This is a follow-up to my blog entry on 2012-04-28: MongoDB - Jongo and Morphia. In that post I talked about Java and MongoDB integration with the Jongo and Morphia APIs. Today I am going to talk about using the Spring Data API with MongoDB; moreover, I will be focusing on the data repository approach. At the time of this writing, Spring Data for MongoDB is at release 1.01 GA.
If you have not used Spring Data, then there is no time like now. This is not a tutorial on Spring Data, but simply an example of how I used the Spring Data Repository approach to integrate with MongoDB. Like my previous blog, I start with the Employee domain object.
The Employee object is composed of two other objects, Address and Department, and extends Person. In the Employee object we use the class-level @Document annotation to map the Employee as a MongoDB document entity. It will show up in the employee collection. Optionally, I have included the @Id Spring Data annotation to map the internal _id field to the MongoDB ObjectID data type. I have also elected to create two secondary indexes for the employeeId and hireDate fields using the @Indexed annotation. When stored in MongoDB, there will be three indexes created.
The indexes created from the @Indexed annotation will be created with the default settings passed in as arguments to the annotations. As seen below, I have defined the index on the employeeId field to be unique and sparse. The unique index has a similar effect as a unique key constraint in a RDBMS solution. When using the save() method of the repository, if storage of a document is attempted, and the document has a value in a field that is indexed uniquely, the document is overwritten; no duplicates are created.
The sparse property set to true tells MongoDB only to include documents in this index that actually contain a value in the indexed field.
That's it for the Employee object. Unlike the Morphia approach there are no Spring Data annotations in the Address or Department domain objects (unless I want more indexing); these objects will be stored in MongoDB as embedded documents to the Employee document.
Next I create a MongoDB Spring Data Repository interlace by extending the MongoRepository interface. Spring Data Repositories are very powerful, in so much as they rely on the typical Spring context loading mechanism, and they create the implementation code for you. No where in my example will you see me writing the implementation for my repository interface. Spring Data generates that implementation for me when the Spring context is loaded.
Code generation is augmented by a method naming convention seen below. By naming my methods using the Spring Data convention, I can have Spring Data auto generate the implementation code. For example, it is easy to see that if I use the findByLastName(String lastName) method Spring Data will be able to tell, using JavaBeans conventions, that there is field named lastName in my object and in the MongoDB database/collection. This method can return multiple Employee documents, so the return type is a list of employees.
Of course this is mainly for the basic CRUD operations.
According to Spring Data MongoDB documentation there are a set of available methods in the Repository interface. Insert is not one of them. If insert is needed, then the Spring Data Template for MongoDB should be used.
More complex queries to the database would require some specific implementation in the repository, possibly using the @Query annotation. For
example, if I wanted a specific query for lastName and department.name,
I could write the method findByEmployeeLastNameAndDepartmentName() and annotate it with the MongoDB JSON formatted
query like so. In this example I still don't write the Java implementation, just the specific MongoDB query. Spring Data does the rest.
You will also notice that findByLastNameAndDepartmentName() method. In this version, you see the complexity and power of the Spring Data method parser and query generator. It parses through the method signature, finds lastName as a field, and department.name as a nested field. I really did not need the @Query annotation after all.
The EmployeeServiceImpl uses the EmployeeRepository directly. It is injected into the service implementation via Spring setter injection, as configured in the config XML. The important thing to remember here is that there is never any implementation code written for EmployeeRepository.

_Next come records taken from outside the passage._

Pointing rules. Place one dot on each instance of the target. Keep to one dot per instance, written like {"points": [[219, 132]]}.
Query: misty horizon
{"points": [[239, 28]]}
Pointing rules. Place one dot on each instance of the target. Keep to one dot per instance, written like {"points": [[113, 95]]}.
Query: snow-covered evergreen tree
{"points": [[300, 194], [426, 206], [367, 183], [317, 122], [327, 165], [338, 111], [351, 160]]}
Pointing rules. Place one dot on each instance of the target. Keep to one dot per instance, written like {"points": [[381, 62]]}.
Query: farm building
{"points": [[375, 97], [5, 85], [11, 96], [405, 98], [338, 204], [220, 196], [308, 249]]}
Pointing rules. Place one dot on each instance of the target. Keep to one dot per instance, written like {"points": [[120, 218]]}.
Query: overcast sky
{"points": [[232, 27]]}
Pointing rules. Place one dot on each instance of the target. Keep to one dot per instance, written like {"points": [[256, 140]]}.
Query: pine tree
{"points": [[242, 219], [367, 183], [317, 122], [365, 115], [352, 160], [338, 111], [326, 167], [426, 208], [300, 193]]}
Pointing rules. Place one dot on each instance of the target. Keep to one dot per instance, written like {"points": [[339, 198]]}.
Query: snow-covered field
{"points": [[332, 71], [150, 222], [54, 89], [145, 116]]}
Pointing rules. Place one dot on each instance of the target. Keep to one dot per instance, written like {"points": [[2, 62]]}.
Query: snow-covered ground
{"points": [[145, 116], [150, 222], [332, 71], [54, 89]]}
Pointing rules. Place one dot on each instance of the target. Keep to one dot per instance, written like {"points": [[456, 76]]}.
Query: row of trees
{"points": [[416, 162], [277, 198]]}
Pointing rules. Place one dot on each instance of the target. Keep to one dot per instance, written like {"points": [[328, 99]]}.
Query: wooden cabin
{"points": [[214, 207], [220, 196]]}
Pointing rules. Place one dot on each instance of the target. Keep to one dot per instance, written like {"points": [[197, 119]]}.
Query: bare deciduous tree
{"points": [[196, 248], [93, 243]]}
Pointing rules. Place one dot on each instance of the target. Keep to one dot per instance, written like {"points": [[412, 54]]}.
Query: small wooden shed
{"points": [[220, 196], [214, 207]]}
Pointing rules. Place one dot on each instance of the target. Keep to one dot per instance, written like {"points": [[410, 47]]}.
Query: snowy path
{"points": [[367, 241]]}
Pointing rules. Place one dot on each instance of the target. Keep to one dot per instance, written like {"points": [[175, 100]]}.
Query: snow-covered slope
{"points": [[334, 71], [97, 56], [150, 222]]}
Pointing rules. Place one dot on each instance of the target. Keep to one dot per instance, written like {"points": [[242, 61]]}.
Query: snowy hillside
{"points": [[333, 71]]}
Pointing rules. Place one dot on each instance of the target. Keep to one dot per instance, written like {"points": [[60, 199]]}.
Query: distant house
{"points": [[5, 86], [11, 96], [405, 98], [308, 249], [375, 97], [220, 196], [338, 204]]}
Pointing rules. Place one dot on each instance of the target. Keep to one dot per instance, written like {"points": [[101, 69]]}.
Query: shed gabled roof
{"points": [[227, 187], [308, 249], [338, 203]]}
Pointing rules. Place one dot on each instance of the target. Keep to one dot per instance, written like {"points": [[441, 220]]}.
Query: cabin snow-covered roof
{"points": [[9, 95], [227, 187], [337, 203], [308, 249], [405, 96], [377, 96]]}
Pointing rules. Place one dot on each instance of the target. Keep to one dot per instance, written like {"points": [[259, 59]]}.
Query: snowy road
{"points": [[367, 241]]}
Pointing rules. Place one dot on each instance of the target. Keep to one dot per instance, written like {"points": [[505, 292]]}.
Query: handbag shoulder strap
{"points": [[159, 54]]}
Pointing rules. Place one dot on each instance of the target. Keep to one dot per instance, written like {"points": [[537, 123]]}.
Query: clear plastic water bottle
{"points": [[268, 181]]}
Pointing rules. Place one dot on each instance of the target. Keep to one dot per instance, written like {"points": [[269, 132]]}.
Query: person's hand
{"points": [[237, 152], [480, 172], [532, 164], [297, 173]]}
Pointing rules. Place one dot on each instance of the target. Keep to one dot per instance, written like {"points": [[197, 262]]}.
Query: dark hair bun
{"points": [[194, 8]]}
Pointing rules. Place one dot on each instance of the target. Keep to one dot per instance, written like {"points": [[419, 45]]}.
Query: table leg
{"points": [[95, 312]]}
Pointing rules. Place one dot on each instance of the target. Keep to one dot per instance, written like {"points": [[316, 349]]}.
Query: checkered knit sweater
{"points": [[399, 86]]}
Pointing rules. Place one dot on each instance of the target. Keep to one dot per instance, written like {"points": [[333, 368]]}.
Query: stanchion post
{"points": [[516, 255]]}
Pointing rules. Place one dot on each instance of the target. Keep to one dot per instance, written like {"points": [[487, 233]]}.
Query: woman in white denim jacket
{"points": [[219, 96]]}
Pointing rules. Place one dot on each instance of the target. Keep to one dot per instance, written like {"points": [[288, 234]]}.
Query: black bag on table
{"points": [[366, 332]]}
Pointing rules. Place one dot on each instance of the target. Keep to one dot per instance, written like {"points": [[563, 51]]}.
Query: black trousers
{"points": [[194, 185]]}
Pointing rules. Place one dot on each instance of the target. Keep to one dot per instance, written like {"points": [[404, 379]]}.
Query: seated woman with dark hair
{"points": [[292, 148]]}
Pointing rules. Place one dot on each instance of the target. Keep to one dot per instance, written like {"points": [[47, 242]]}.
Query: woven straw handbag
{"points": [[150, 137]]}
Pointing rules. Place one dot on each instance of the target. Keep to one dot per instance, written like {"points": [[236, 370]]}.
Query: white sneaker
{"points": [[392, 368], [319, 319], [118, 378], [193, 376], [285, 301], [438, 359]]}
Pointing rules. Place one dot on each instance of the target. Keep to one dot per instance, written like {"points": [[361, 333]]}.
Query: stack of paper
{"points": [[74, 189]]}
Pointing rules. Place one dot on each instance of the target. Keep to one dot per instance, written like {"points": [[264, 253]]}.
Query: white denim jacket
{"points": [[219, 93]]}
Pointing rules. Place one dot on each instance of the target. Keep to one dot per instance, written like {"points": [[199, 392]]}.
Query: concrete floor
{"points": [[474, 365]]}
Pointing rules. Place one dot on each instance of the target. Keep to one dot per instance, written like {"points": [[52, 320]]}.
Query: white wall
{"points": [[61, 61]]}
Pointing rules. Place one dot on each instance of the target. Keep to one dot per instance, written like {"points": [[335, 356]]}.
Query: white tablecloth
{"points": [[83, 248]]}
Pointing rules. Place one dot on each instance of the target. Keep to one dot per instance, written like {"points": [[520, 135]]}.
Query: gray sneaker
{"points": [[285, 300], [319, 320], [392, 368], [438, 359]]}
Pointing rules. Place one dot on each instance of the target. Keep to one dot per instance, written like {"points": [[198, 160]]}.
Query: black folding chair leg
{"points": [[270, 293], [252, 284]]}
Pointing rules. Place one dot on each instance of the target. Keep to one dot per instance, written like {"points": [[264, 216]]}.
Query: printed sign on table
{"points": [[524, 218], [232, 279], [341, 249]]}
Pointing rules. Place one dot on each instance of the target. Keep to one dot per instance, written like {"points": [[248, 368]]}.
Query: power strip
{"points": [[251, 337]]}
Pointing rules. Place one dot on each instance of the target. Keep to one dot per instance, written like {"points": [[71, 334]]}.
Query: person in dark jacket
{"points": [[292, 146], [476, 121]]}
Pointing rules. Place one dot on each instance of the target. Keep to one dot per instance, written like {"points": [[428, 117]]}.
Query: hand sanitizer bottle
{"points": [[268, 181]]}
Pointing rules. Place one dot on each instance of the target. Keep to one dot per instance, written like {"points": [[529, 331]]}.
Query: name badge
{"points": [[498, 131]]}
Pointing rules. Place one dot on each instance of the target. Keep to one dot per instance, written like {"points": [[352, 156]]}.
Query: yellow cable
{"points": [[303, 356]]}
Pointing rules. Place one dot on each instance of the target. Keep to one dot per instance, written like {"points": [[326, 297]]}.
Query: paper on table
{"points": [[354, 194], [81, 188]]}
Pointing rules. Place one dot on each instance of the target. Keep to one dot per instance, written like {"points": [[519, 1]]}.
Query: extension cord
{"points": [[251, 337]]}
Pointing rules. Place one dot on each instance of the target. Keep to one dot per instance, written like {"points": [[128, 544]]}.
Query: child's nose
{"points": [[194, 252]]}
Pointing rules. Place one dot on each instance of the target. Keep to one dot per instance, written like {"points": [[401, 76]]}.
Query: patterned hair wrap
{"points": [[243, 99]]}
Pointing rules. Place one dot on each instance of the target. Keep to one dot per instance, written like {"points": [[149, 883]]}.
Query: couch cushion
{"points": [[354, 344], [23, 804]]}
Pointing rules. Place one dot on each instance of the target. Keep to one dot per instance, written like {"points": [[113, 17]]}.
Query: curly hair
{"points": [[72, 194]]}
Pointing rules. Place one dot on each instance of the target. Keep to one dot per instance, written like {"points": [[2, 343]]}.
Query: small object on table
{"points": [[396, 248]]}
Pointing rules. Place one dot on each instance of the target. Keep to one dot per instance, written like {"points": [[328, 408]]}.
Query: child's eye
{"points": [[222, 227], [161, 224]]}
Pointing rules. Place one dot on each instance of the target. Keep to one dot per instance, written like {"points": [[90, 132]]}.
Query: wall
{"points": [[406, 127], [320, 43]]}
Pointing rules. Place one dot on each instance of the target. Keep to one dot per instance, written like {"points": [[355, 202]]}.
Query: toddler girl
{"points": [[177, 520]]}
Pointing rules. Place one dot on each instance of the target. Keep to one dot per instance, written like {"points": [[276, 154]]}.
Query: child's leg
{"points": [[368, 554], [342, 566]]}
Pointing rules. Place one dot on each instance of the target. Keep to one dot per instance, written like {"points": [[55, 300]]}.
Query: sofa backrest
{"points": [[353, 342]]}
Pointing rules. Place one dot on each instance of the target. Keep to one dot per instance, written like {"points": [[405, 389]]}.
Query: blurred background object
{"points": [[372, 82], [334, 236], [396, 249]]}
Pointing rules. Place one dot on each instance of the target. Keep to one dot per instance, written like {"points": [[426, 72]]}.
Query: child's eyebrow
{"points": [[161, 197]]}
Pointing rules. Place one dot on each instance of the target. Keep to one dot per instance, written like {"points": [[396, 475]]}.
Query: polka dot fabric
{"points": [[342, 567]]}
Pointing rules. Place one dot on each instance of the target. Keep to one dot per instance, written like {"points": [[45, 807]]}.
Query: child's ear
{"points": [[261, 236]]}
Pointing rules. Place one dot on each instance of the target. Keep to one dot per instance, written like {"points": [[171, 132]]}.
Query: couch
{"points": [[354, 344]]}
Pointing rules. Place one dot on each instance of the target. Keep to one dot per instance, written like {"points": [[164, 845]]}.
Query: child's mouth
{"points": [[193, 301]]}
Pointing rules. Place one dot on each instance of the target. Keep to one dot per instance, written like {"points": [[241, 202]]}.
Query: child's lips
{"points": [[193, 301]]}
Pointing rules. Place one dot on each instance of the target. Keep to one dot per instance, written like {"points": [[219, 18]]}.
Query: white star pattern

Under the covers I have ensured the proper plumbing of database connectivity via the Spring Data config elements in a context config file. In this file, I have the typical Spring headers with the appropriate schema definitions and locations. After that house keeping, I define the mongo instance and the mongo repository locations. Then I define the mongo template to be used by the mongo repository. The repository needs the template for database connectivity via a factory pattern.
To run this example, I use the class below. I loaded the Spring XML config via the GenericXmlApplicationContext.
Like many other Spring examples, there are usually several ways to accomplish the same thing. I have used a mixture of annotations and XML configurations that I am comfortable with. It's hard to beat the simplicity of "convention over configuration" offered by the Spring Data Repositories ORM approach. The parsing of repository interfaces and implementation code generation is done at Spring container start-up time. So there is no hit when your application code goes to use the data repository.